Noise-like analytic properties of imaginary chaos (2401.14942v2)

Abstract: In this note we continue the study of imaginary multiplicative chaos $\mu_\beta := \exp(i \beta \Gamma)$, where $\Gamma$ is a two-dimensional continuum Gaussian free field. We concentrate here on the fine-scale analytic properties of $|\mu_\beta(Q(x,r))|$ as $r \to 0$, where $Q(x,r)$ is a square of side-length $2r$ centred at $x$. More precisely, we prove monofractality of this process, a law of the iterated logarithm as $r \to 0$ and analyse its exceptional points, which have a close connection to fast points of Brownian motion.
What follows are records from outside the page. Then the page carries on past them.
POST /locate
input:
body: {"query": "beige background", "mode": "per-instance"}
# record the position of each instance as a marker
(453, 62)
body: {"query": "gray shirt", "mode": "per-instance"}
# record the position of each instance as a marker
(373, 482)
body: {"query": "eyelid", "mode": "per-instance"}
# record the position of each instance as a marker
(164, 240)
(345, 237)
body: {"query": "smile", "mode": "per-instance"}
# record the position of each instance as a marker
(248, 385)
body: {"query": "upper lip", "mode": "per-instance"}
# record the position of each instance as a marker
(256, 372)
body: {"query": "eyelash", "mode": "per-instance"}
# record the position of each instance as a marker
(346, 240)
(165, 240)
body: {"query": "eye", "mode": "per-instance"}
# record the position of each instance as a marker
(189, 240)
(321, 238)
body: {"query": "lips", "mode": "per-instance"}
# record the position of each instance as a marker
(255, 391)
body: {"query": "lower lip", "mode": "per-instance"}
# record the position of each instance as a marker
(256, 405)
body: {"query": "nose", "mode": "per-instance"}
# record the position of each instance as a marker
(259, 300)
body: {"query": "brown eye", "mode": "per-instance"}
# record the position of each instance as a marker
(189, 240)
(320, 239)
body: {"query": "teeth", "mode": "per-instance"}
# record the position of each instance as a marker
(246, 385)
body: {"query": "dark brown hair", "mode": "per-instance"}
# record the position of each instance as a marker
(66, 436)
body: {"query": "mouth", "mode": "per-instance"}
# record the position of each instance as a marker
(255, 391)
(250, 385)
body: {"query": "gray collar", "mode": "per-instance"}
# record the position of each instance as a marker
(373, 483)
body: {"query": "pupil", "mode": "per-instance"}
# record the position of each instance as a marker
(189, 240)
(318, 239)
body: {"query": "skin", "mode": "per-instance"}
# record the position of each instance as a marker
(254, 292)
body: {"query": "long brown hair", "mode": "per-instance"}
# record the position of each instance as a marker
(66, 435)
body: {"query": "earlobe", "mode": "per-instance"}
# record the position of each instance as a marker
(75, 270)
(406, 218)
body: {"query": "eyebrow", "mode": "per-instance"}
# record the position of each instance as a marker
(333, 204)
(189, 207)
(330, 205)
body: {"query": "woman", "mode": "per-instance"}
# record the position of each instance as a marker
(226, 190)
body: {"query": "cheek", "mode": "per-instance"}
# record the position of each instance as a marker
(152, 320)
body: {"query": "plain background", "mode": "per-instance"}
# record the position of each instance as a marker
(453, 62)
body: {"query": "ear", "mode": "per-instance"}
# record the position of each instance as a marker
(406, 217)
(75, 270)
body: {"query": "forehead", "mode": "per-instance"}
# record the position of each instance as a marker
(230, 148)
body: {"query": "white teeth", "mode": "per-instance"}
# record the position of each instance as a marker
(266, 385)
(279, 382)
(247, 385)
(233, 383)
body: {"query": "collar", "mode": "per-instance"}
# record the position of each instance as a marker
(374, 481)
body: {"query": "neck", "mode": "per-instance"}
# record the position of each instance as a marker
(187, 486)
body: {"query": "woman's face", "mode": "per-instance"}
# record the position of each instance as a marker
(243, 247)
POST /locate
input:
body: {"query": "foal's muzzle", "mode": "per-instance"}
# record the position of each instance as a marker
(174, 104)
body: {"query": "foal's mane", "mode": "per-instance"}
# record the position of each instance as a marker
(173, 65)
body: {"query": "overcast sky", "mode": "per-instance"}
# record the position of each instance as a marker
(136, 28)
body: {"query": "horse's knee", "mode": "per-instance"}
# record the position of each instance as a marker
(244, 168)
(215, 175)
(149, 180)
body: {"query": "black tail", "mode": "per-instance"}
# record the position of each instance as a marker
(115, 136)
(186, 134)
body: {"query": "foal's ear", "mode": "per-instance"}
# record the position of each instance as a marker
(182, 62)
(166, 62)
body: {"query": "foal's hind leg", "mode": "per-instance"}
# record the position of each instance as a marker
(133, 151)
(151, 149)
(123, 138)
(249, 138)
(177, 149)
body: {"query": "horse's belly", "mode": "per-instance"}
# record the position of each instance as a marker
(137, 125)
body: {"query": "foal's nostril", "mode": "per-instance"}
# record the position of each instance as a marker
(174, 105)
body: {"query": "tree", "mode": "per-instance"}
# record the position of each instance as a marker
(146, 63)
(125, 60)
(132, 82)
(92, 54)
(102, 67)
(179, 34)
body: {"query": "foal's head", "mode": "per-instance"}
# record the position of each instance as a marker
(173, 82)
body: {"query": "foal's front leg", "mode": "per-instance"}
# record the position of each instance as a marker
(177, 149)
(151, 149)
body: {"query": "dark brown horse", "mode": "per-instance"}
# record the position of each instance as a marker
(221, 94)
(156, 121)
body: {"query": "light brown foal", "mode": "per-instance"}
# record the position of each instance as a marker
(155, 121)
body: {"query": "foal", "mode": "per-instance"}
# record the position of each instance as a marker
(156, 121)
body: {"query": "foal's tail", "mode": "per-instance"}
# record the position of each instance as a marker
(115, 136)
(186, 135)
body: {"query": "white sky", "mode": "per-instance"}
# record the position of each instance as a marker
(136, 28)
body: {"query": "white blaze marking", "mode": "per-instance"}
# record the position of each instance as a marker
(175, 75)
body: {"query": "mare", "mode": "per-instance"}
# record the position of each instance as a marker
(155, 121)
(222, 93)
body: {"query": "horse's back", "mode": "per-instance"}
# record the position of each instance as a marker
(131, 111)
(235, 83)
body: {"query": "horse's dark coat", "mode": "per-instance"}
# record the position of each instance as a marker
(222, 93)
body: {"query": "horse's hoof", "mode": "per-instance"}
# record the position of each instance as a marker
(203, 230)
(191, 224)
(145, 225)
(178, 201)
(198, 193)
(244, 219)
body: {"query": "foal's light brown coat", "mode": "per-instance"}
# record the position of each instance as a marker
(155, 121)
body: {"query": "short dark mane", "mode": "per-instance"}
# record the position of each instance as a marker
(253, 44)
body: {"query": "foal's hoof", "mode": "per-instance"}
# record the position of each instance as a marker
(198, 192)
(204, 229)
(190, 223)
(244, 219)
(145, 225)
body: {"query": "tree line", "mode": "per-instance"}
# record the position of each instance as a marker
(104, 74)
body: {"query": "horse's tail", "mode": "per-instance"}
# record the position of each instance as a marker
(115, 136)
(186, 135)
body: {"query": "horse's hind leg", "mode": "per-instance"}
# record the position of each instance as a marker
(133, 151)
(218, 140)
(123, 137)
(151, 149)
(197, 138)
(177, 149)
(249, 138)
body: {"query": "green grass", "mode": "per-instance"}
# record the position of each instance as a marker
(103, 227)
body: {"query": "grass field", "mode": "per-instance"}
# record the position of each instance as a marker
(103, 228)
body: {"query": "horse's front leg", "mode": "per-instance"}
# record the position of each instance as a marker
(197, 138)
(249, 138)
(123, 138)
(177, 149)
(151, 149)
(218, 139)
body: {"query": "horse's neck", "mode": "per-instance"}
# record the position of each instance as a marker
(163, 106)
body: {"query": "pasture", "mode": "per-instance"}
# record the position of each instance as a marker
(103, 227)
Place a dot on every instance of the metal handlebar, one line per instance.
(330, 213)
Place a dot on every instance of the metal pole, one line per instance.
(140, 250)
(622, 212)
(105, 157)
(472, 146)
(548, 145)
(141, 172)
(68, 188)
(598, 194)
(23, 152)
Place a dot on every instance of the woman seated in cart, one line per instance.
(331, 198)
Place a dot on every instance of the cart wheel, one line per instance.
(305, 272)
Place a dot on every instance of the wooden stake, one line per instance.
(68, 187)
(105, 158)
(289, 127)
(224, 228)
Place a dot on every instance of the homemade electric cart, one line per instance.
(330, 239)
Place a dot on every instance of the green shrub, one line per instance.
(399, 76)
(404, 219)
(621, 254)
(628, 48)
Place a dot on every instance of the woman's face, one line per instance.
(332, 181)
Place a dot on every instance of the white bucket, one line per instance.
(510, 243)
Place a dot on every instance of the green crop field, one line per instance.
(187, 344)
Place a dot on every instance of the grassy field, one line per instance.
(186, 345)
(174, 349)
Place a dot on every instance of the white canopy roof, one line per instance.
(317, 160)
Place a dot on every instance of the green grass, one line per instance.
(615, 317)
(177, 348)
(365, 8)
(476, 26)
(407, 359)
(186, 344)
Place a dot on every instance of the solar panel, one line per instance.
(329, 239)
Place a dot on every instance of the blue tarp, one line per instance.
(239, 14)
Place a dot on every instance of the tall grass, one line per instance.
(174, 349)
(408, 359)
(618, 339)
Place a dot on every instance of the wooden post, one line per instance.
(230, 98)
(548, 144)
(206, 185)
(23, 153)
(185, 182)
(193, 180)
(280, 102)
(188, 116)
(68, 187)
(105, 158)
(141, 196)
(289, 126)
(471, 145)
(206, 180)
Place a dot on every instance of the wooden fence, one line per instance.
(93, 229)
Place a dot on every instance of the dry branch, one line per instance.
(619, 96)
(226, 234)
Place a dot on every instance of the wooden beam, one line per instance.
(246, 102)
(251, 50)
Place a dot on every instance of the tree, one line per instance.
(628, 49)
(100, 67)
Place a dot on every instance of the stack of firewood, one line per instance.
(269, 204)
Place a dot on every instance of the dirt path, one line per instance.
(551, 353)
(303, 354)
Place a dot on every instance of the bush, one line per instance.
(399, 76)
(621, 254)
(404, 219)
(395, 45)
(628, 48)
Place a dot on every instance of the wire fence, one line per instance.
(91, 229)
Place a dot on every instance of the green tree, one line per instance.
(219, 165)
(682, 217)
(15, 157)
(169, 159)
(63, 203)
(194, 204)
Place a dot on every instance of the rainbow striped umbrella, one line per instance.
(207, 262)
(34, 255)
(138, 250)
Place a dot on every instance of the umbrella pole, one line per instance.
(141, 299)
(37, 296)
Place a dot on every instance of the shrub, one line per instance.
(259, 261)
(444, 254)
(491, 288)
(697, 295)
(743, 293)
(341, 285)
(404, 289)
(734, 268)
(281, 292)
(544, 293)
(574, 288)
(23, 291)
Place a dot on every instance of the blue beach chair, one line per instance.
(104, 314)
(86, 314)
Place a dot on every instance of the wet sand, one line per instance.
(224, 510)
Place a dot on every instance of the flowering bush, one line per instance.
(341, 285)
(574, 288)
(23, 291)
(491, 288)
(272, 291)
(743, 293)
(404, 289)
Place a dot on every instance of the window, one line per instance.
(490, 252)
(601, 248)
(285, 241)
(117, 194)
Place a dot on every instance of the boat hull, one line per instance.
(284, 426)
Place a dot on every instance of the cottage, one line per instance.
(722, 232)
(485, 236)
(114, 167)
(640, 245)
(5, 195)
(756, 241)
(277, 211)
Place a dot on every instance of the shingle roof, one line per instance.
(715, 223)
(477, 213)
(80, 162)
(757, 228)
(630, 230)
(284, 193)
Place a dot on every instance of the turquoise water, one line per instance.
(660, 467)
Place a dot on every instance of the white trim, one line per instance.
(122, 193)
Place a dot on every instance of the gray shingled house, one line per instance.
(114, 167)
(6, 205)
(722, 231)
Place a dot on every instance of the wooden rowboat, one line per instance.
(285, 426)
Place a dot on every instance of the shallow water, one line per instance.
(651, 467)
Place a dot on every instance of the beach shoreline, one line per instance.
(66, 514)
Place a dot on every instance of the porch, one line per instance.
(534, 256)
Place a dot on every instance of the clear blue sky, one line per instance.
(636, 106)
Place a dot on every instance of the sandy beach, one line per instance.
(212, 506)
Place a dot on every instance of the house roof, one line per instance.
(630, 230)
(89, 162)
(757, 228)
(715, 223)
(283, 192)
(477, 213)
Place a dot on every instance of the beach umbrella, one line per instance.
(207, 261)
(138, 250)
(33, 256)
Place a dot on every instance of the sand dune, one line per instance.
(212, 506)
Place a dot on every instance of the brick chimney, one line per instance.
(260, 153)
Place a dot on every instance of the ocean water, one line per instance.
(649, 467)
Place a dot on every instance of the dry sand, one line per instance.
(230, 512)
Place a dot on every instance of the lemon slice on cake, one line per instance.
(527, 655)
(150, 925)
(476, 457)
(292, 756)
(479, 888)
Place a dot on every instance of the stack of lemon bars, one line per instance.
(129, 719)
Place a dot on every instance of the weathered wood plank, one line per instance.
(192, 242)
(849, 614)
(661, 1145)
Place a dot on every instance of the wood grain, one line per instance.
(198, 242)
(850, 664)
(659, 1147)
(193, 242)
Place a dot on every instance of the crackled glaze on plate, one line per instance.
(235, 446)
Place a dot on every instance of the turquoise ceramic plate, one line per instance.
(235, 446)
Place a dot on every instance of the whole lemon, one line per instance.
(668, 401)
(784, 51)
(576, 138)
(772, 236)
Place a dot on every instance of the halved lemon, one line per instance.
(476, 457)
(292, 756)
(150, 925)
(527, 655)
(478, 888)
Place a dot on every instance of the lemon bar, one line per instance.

Some of the technical ideas developed to address these questions also help us pin down the exact Besov regularity of imaginary chaos, a question left open in [JSW20]. All the mentioned properties illustrate the noise-like behaviour of the imaginary chaos. We conclude by proving that the processes $x \mapsto |\mu_\beta(Q(x,r))|^2$, when normalised additively and multiplicatively, converge as $r \to 0$ in law, but not in probability, to white noise; this suggests that all the information of the multiplicative chaos is contained in the angular parts of $\mu_\beta(Q(x,r))$.